Trzy lata po tym, kiedy brytyjski Lloyd Banking Group sprzedał swój prywatny bank w Genewie, jedynymi oznakami życia w tym opuszczonym budynku usytuowanym przy prestiżowym Place de Bel Air są niedopałki papierosów i skorupy orzechów walające się po brudnych parapetach.
Stąd blisko do wciąż działających banków prywatnych, funduszy hedgingowych i luksusowych sklepów w centrum Genewy. Zaryglowane wejście przez które przewijali się milionerzy przypomina, iż niektórzy najwięksi gracze światowych finansów na zawsze rozstali się z tym miastem.
- Po zniknięciu międzynarodowych banków prywatnych w części biur znajdujących się w śródmieściu, które na rynku odgrywały czołową role zapadła wymowna cisza – komentuje Raphael Reginato, makler w AMI International, firmy operującej na rynku nieruchomości. – Genewa nie jest już takim jak niegdyś magnesem dla międzynarodowych finansów – dodaje.
Północno-amerykańskie i europejskie banki opuszczają to miasto, którego wielkim atutem przez wiele lat była dyskrecja. Tajemnica bankowa przeszła do historii na skutek presji wywieranej przez rządy Stanów Zjednoczonych i Francji ścigających swoich obywateli uchylających się od płacenia podatków. Zagraniczne instytucje do robienia interesów w Szwajcarii zniechęca też silny frank , surowsze regulacje oraz nowy system wymiany informacji między rządami.

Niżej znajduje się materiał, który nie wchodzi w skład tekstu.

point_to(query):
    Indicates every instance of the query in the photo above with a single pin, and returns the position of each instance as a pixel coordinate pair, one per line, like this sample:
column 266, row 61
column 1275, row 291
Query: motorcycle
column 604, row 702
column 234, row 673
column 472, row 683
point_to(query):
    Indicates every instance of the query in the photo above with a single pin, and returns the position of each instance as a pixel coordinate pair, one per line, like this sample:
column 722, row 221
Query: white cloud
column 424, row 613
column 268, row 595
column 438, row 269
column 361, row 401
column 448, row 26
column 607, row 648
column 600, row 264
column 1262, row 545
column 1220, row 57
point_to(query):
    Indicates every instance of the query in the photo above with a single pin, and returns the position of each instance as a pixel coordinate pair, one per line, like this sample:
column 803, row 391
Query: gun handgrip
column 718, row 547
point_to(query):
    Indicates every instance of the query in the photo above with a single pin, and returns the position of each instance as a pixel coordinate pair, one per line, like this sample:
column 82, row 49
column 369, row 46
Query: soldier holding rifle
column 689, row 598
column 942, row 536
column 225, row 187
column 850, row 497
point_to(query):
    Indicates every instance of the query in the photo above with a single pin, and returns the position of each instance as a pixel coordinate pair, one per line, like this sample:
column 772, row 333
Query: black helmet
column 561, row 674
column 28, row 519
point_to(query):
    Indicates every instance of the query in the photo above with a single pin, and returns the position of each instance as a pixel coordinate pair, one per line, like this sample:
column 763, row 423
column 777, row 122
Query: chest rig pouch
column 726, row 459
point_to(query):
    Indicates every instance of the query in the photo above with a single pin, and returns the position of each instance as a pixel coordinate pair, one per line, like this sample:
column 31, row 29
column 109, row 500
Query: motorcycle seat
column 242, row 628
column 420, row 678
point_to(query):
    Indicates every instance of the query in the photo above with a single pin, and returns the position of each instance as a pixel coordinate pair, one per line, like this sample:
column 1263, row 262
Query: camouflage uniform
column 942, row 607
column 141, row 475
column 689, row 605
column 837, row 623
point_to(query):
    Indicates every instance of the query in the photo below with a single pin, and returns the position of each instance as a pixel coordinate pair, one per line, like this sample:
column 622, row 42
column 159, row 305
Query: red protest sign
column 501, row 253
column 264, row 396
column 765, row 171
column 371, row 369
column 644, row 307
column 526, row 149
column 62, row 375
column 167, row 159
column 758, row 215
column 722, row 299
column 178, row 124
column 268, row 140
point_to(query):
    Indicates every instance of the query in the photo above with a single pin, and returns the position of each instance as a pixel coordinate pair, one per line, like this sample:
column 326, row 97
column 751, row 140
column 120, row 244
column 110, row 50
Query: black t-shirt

- Wszyscy spodziewają się, że liczba banków działających w Genewie dalej będzie spadała – wskazuje Stephane Muller, partner w firmie doradczej Ernst&Young. Podkreśla wszakże, iż pozytywne jest to, że niektóre firmy będące własnością miejscowych rodzin wciąż mają apetyt na kupno zagranicznych banków.